How do people react when they learn you are an American?
Often, you hear the same refrain in this part of the world, which is: “We hate American government but we don’t hate America,” even from Hezbollah fighters. It’s a phrase I’ve heard countless times, from people all over the Middle East, serious, angry, often fighting with arms against American policy, and yet on a personal level incredibly friendly and receptive to Americans. Mind you, that’s not always true, and there are certainly times—for example, after an Israeli bomb dropped on an apartment building in the center of Tyre, young men who looked to be Hezbollah sympathizers if not fighters, were roaming the streets covered with ash saying, “Are there any Americans here? Show me who’s American.” I don’t know what their intentions were, they didn’t end up attacking anybody but I think if you weren’t able to evade them, you could be at risk.
As a reporter writing about what is a difficult and nuanced conflict, you must get a lot of criticism from people on both sides with very strong opinions—how do you maintain your credibility and objectivity?
The Middle East conflict is a pressure cooker. The challenge as the reporter when you’re getting pressure from the outside is when your credibility and your reporting is specifically called into question and you find yourself needing to defend your work. Most of the time we don’t actually find ourselves in that position; someone is attacking a story we write because they believe we’re glorifying terrorists, or ignoring the crimes of Israel, or some similar political objective…but there’s nothing actually in the reporting that they’re objecting to as unbiased or unfair or inaccurate.
How do you portray terrorists not as stereotypes, but as human figures?
Our job is to document the world as it actually is. To report [terror groups] and their leadership and their principles and philosophy is in no way an endorsement of those groups and what they do. There are people who object to any coverage whatsoever of Iraqi insurgents, of groups that embrace terror like Hamas, Hezbollah, Islamic Jihad.

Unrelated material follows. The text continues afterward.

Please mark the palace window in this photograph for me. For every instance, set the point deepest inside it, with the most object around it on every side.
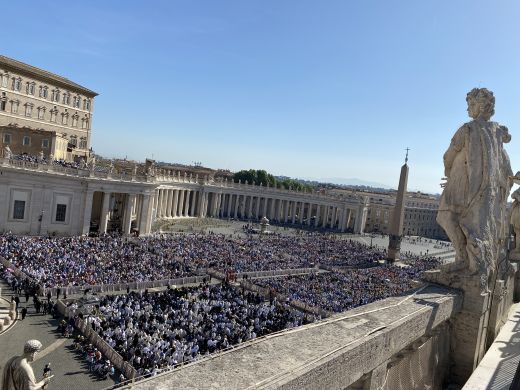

A first principle is that we have to know who the people are who make things happen in the world and why they do the things they do. I find it a little bit shocking when people vehemently lash out at me or my news organizations for covering these groups, many of whom do reprehensible, evil things, as if to say we should pretend they don’t exist and that would somehow make the world a better place.
Can you describe the split between Hezbollah, the Lebanese government and other political actors in the country?
Lebanon is a very fragmented and polarized country where people’s political loyalty usually lies with their ethnic or sectarian group. …Shiites support Hezbollah, and the rest of Lebanon supports the government…that in no way is one hundred percent true, but if you’re looking for a simple rubric to understand the politics, that’s the case. A future post-war government is going to need the support of Shiites as well. Part of what led to this crisis is that Shiites don’t see themselves as vested in the national government so they turn to Hezbollah for leadership. The other sectarian groups turn to government, and you end up with a split country, and the government can’t assert its own authority in the south of the country.
From what you see on the ground, how effective has the planning been for a cease-fire?
Whether this phase of the conflict goes on for another week or another month, the problem is what happens afterwards. That is a question that relies on people in Washington and Jerusalem and other capitals where this agreement is hammered out realizing the Hezbollah is going to have be part of the solution. Any international force is going to require the consent of Hezbollah … if it’s going to be effective. Right now, I’m not sure that’s something that the West is going to do.